The point of having a blog, after all, is to use it and be seen using it… surely!
Just about submitted the second revisions of all four data chapters… there’s some real meat in their, hopefully I’ll take the time to outline some of it at a later date.
Only the theory to go now *gulp* and only a couple of months to get it written, polished and handed in.
Be glad when it’s over now
P.S… Have changed the password… phew!! How complicated is the dashboard on this thing?
Hmm
Yes, well… that commitment to keep this updated didn’t last long now did it!!
Still… quick note… more information and a paper uploaded to my profile on academia.edu site. The paper is pretty basic, a re-examination of Milan through a more spatial lens, but for those who haven’t read anything that I’ve written, it’s a start.
Second data chapter going to review today, so on to the third on Monday… article to review for Deaf Worlds later today and some fascinating thoughts on the distinction between deaf, Deaf and DEAF from a friend of mine at Bristol which I hope we we will be able to publish when we’ve had a chance to chew it through some more.
Also check out Annelies’ blog on her work on Ghana at naarengelandvaren.blogspot.com
Happy weekend.
Beginning again… again
Having finally finished with moving, holidays and faced with Jo’s departure to work at Nottingham Hospital… I’m back to work on the PhD… and endeavouring to keep this blog updated on a more regular basis…

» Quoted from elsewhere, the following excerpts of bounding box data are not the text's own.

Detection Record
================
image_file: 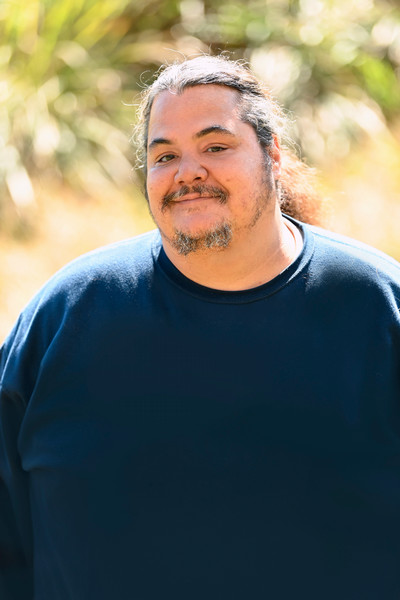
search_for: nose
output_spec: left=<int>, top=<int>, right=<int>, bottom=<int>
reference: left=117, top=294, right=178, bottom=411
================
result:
left=174, top=156, right=208, bottom=185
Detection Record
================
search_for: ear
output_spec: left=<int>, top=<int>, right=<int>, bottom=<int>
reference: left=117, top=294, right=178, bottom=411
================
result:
left=267, top=134, right=281, bottom=181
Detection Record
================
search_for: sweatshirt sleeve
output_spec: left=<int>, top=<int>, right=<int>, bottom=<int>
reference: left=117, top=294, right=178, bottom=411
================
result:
left=0, top=336, right=33, bottom=600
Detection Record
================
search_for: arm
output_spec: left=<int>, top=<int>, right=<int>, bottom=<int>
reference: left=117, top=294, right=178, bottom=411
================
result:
left=0, top=340, right=33, bottom=600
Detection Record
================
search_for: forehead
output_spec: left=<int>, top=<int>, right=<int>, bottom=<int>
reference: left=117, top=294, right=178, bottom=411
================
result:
left=149, top=85, right=244, bottom=142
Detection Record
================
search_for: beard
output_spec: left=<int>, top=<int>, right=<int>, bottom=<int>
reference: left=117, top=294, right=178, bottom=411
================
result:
left=171, top=223, right=232, bottom=256
left=162, top=184, right=232, bottom=256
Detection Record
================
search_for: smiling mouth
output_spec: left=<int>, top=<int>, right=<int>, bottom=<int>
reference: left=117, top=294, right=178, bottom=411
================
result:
left=161, top=185, right=228, bottom=211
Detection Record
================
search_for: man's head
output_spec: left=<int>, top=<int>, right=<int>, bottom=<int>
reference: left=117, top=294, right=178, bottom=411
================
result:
left=134, top=55, right=322, bottom=246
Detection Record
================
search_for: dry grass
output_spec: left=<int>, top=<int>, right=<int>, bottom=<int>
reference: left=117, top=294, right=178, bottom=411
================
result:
left=0, top=183, right=154, bottom=341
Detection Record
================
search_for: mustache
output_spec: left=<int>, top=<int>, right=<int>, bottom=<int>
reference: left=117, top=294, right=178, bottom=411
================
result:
left=161, top=184, right=228, bottom=210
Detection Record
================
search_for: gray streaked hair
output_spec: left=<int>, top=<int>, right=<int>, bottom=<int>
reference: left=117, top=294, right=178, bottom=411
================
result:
left=133, top=55, right=285, bottom=176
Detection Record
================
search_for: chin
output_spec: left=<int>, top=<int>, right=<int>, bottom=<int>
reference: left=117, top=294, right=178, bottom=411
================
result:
left=170, top=223, right=232, bottom=256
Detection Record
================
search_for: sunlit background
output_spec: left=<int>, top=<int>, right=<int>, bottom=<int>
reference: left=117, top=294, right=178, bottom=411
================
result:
left=0, top=0, right=400, bottom=340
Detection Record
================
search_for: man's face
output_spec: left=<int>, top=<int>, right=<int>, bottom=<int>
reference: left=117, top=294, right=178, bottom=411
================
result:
left=147, top=85, right=279, bottom=254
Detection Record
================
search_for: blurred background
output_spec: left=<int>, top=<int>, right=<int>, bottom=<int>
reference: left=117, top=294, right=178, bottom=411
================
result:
left=0, top=0, right=400, bottom=341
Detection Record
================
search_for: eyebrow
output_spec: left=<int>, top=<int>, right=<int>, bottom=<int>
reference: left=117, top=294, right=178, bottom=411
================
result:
left=149, top=125, right=235, bottom=150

Whether the aim of writing more often will actually come to anything is another question entirely… but since I have a blog, I ought to at least write something in it!
The first day or two back will be taken up with admin… there is a summer’s worth of e-mail to clear and a few household tasks that need to be sorted out… but as soon as that is done then I have two papers to write to present at the upcoming ‘Signs of God’ conference… I’ll publish them here once they’re done.
Watch this space… no-one will be more surprised than me if I actually do manage to get something consistent written here!